Die meisten der 15 TeilnehmerInnen kamen aus einer Hamburger Initiativgruppe sowie aus einer kleineren Leipziger Gruppe. Diese jungen KollegInnen waren zumeist in lokalen Initiativen tätig, z. B. zur Versorgung Nicht-Versicherter etc. Sie streben eine kollektive Form des Lebens und Arbeitens an, wollen Therapie, Prävention, Stadtteilarbeit und politische Aktivitäten verbinden.
Bernhard Winter aus dem vdää-Vorstand praktiziert als Hausarzt in einer Offenbacher Praxisgemeinschaft. Er erinnerte sich, dass man für ein Modellprojekt „Sozialmedizinisches Zentrum“ KollegInnen gesucht, aber niemanden gefunden habe. Referent Michael Jansen (vdää) praktiziert seit zwei Jahren in Berlin-Neukölln als Hausarzt in einer Zweier-Gemeinschaftspraxis. Zuvor war er ärztlicher Leiter eines der ersten Berliner MVZs, welches zu einer Kette mit mehreren MVZs gehörte. Er riet: „Benutzt die KVen!“. Die Berliner KV habe erstklassige Berater. Bei der KBV gebe es eine ausführliche MVZ-Broschüre, die jeder Niedergelassene kostenlos beziehen könne.

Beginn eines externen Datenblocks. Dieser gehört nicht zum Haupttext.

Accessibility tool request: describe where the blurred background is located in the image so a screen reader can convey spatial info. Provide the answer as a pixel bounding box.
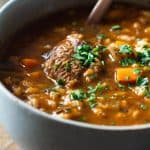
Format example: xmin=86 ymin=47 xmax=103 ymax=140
xmin=0 ymin=0 xmax=19 ymax=150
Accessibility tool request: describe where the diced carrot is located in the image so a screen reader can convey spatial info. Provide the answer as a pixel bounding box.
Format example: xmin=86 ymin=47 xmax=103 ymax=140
xmin=115 ymin=41 xmax=126 ymax=46
xmin=21 ymin=58 xmax=39 ymax=68
xmin=116 ymin=68 xmax=141 ymax=83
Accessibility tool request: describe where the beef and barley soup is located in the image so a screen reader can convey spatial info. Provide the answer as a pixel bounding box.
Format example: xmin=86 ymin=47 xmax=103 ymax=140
xmin=0 ymin=4 xmax=150 ymax=125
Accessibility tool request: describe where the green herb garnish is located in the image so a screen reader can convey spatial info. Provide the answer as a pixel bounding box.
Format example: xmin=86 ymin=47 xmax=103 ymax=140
xmin=120 ymin=58 xmax=136 ymax=67
xmin=119 ymin=45 xmax=133 ymax=54
xmin=97 ymin=34 xmax=107 ymax=40
xmin=72 ymin=43 xmax=104 ymax=67
xmin=111 ymin=25 xmax=122 ymax=31
xmin=65 ymin=62 xmax=71 ymax=72
xmin=56 ymin=79 xmax=65 ymax=86
xmin=140 ymin=104 xmax=148 ymax=111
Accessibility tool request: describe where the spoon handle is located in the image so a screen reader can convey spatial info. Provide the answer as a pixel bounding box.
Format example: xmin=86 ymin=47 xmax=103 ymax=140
xmin=87 ymin=0 xmax=112 ymax=24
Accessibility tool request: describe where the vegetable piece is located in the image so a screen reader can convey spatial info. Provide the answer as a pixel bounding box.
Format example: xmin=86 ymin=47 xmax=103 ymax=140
xmin=116 ymin=68 xmax=140 ymax=83
xmin=136 ymin=76 xmax=149 ymax=86
xmin=133 ymin=68 xmax=142 ymax=74
xmin=56 ymin=79 xmax=65 ymax=86
xmin=137 ymin=45 xmax=150 ymax=64
xmin=119 ymin=45 xmax=133 ymax=54
xmin=21 ymin=58 xmax=39 ymax=68
xmin=111 ymin=25 xmax=122 ymax=31
xmin=70 ymin=89 xmax=87 ymax=101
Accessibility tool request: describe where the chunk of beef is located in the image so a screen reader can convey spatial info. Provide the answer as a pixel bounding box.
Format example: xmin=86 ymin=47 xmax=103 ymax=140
xmin=43 ymin=33 xmax=83 ymax=83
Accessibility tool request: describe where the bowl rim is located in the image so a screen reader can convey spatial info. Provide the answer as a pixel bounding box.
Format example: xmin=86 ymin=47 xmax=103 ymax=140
xmin=0 ymin=0 xmax=150 ymax=131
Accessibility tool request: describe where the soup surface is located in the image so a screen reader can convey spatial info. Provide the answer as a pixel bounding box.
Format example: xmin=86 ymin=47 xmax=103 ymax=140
xmin=0 ymin=4 xmax=150 ymax=125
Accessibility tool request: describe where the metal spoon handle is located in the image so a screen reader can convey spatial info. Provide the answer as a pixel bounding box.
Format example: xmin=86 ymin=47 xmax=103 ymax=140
xmin=87 ymin=0 xmax=112 ymax=24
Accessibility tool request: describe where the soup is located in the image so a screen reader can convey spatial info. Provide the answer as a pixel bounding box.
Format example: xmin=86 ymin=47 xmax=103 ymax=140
xmin=0 ymin=4 xmax=150 ymax=126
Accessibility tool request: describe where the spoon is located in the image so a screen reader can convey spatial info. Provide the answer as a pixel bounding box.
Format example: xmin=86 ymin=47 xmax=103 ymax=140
xmin=87 ymin=0 xmax=112 ymax=24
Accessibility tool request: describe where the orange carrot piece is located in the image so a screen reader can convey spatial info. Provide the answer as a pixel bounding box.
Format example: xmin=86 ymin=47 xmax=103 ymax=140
xmin=21 ymin=58 xmax=39 ymax=68
xmin=116 ymin=68 xmax=141 ymax=83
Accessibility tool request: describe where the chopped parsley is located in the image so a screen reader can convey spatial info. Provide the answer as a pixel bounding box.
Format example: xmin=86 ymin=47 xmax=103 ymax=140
xmin=133 ymin=68 xmax=142 ymax=74
xmin=119 ymin=45 xmax=133 ymax=54
xmin=97 ymin=34 xmax=107 ymax=40
xmin=111 ymin=25 xmax=122 ymax=31
xmin=56 ymin=79 xmax=65 ymax=86
xmin=120 ymin=58 xmax=136 ymax=67
xmin=65 ymin=62 xmax=71 ymax=72
xmin=144 ymin=91 xmax=150 ymax=98
xmin=140 ymin=104 xmax=148 ymax=111
xmin=72 ymin=43 xmax=105 ymax=67
xmin=136 ymin=77 xmax=149 ymax=86
xmin=70 ymin=89 xmax=87 ymax=101
xmin=87 ymin=93 xmax=97 ymax=109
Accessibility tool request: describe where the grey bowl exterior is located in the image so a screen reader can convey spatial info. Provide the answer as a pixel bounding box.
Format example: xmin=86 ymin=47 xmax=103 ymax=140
xmin=0 ymin=0 xmax=150 ymax=150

Dieses MVZ-Ketten-Projekt sei letztlich am Geld gescheitert, in Teile zerschlagen an andere Träger weiterverkauft worden. Die Regelungen, ein MVZ zu betreiben, seien „wahnsinnig kompliziert“. Zur Intro erfolgte eine Differenzierung zwischen Gemeinschaftspraxis („überörtliche Berufsausübungsgemeinschaft“) mit gemeinschaftlicher Abrechnung bei der KV und juristisch in Form von Personengesellschaften von VersorgerInnen (Partnergesellschaft - das ist die die kollektivistischste Variante -, GbR und GmbH), Praxisgemeinschaft (mit getrennter Abrechnung bei der KV und auch ansonsten rechtlich begrenzten Kooperationsmöglichkeiten) und MVZs, die 2004 (§ 95 SGB V) von der damaligen Gesundheitsministerin Ulla Schmidt ins Leben gerufen wurden (mit Ähnlichkeiten zum DDR-Poliklinikum) mit dem Ziel, durch Flexibilisierung und Ökonomisierung mehr Effizienz zu erlangen. Anfangs konnten Unternehmungen sich auf Sitze bewerben und dann Ärzte anstellen, später (2011/12) durften sich dann nur noch Ärzte drauf bewerben.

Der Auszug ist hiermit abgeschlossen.